If there is anything that bloggers Addams and Daggins like to do, it's identify people that we find offensive and sway people to join our opinions with our well founded arguments (law school, here we come)

In light of the oscars approaching, there are a few things that can always be counted on:
The host will make awkward, ill-timed jokes
The gay men interviewing on the red carpet will offend the celebreties (a la Isaac Mizrahi and Scarlett Johansson's boob)
Meryl Streep will be nominated for some absurd role

Though Meryl has had a successful career and is certainly more talented than stars like Megan Fox (sorry boys) and Mariah Carey, the accolates she recieves are far too excessive.

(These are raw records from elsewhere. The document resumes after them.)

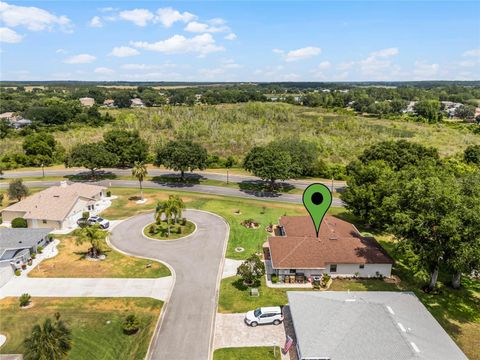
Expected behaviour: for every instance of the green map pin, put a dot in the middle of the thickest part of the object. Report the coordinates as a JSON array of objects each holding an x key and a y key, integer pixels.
[{"x": 317, "y": 199}]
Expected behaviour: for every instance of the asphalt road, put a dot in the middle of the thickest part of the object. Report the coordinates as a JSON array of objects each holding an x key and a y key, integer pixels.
[
  {"x": 301, "y": 184},
  {"x": 196, "y": 188},
  {"x": 186, "y": 330}
]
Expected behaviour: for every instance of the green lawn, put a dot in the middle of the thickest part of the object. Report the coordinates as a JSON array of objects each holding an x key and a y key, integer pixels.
[
  {"x": 161, "y": 230},
  {"x": 96, "y": 325},
  {"x": 235, "y": 297},
  {"x": 251, "y": 240},
  {"x": 70, "y": 262},
  {"x": 247, "y": 353}
]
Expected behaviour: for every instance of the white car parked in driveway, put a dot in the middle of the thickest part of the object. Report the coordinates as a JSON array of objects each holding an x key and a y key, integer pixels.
[
  {"x": 264, "y": 315},
  {"x": 104, "y": 224}
]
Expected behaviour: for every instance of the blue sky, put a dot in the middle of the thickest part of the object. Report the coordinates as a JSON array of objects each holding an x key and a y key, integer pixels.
[{"x": 240, "y": 40}]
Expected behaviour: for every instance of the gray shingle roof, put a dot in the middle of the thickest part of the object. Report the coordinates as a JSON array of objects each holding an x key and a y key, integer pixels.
[
  {"x": 368, "y": 325},
  {"x": 20, "y": 238}
]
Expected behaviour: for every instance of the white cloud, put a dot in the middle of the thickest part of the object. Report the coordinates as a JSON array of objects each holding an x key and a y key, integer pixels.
[
  {"x": 347, "y": 65},
  {"x": 140, "y": 17},
  {"x": 472, "y": 53},
  {"x": 9, "y": 36},
  {"x": 80, "y": 59},
  {"x": 179, "y": 44},
  {"x": 96, "y": 21},
  {"x": 33, "y": 18},
  {"x": 385, "y": 52},
  {"x": 147, "y": 66},
  {"x": 299, "y": 54},
  {"x": 378, "y": 66},
  {"x": 324, "y": 65},
  {"x": 424, "y": 70},
  {"x": 217, "y": 26},
  {"x": 231, "y": 64},
  {"x": 168, "y": 16},
  {"x": 103, "y": 71},
  {"x": 124, "y": 51}
]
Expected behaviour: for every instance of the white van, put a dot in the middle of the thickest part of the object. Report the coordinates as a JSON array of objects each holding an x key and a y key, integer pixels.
[{"x": 265, "y": 315}]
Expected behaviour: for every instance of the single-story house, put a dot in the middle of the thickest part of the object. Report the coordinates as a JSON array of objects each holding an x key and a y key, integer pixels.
[
  {"x": 109, "y": 103},
  {"x": 339, "y": 250},
  {"x": 58, "y": 207},
  {"x": 87, "y": 101},
  {"x": 136, "y": 102},
  {"x": 16, "y": 245},
  {"x": 365, "y": 325}
]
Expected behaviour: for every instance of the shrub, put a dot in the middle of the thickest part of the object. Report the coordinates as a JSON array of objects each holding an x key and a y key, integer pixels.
[
  {"x": 152, "y": 229},
  {"x": 24, "y": 299},
  {"x": 131, "y": 325},
  {"x": 251, "y": 270},
  {"x": 19, "y": 223}
]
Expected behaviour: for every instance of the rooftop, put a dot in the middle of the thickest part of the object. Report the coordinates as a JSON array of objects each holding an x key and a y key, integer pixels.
[
  {"x": 338, "y": 242},
  {"x": 368, "y": 325},
  {"x": 56, "y": 202}
]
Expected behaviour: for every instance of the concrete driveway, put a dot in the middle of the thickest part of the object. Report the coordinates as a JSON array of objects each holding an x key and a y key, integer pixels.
[
  {"x": 158, "y": 288},
  {"x": 186, "y": 329},
  {"x": 231, "y": 331}
]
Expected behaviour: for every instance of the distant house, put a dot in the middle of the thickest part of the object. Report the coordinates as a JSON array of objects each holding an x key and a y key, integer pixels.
[
  {"x": 340, "y": 250},
  {"x": 58, "y": 207},
  {"x": 410, "y": 107},
  {"x": 451, "y": 107},
  {"x": 86, "y": 101},
  {"x": 16, "y": 121},
  {"x": 365, "y": 325},
  {"x": 17, "y": 244},
  {"x": 109, "y": 103},
  {"x": 137, "y": 102}
]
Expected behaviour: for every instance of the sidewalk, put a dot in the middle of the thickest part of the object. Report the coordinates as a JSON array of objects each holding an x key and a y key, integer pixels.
[{"x": 88, "y": 287}]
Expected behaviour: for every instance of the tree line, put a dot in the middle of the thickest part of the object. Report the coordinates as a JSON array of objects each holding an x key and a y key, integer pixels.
[{"x": 432, "y": 206}]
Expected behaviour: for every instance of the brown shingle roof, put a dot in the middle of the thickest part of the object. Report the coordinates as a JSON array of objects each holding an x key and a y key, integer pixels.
[
  {"x": 56, "y": 202},
  {"x": 339, "y": 242}
]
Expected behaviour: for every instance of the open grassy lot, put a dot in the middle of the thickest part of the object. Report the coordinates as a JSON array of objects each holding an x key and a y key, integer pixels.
[
  {"x": 250, "y": 353},
  {"x": 251, "y": 240},
  {"x": 70, "y": 262},
  {"x": 233, "y": 129},
  {"x": 96, "y": 325}
]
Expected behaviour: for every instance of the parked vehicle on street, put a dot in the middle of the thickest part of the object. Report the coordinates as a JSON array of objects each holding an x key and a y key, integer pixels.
[
  {"x": 104, "y": 224},
  {"x": 264, "y": 315}
]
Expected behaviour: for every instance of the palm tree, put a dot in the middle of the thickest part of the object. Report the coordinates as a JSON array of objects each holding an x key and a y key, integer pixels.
[
  {"x": 139, "y": 170},
  {"x": 94, "y": 235},
  {"x": 178, "y": 206},
  {"x": 52, "y": 341}
]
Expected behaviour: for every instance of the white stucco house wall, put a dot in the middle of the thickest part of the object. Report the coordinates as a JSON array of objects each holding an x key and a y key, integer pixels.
[
  {"x": 58, "y": 207},
  {"x": 339, "y": 250}
]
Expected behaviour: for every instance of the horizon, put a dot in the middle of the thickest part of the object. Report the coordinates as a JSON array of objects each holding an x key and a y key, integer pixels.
[{"x": 234, "y": 42}]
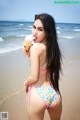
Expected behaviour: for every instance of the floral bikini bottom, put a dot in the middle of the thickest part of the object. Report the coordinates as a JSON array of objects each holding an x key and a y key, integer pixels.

If anyone has ever seen her in more than one of her movies, you can see some common threads. Meryl loves to stretch a little and take rolls where she can flaunt her acting chops. By this I mean that she finds a way to include a goofy accent in nearly EVERY role. Her performances are so overstylized and cartoonish that I can't watch them without getting distracted (read "want to slap her") Sophie's Choice is almost unbearable beacuse of her terrible broken English, In Julie and Julia she was nominated for the Oscar with an arguably worse performance than Dan Aykroyd on SNL. Even in The The Deer Hunter, Meryl finds a way to make a working class woman from Pennsylvania sound like an extra in the movie Fargo.

The worst part is, many people can't see through these "scenery-chewing" performances. As everyone cracks jokes about her 16 nominations and her status as the greatest of our time, Meryl merely throws her head back in laughter or makes a face saying "who, me?" Please. She cannot hold a candle to past greats like Katharine Hepburn and Liz Taylor, or even current stars like Kate Winslet and Hilary Swank (who, by the way, has the same number of W's as "the greatest of all time")

In short. NONE OF THESE are amusing!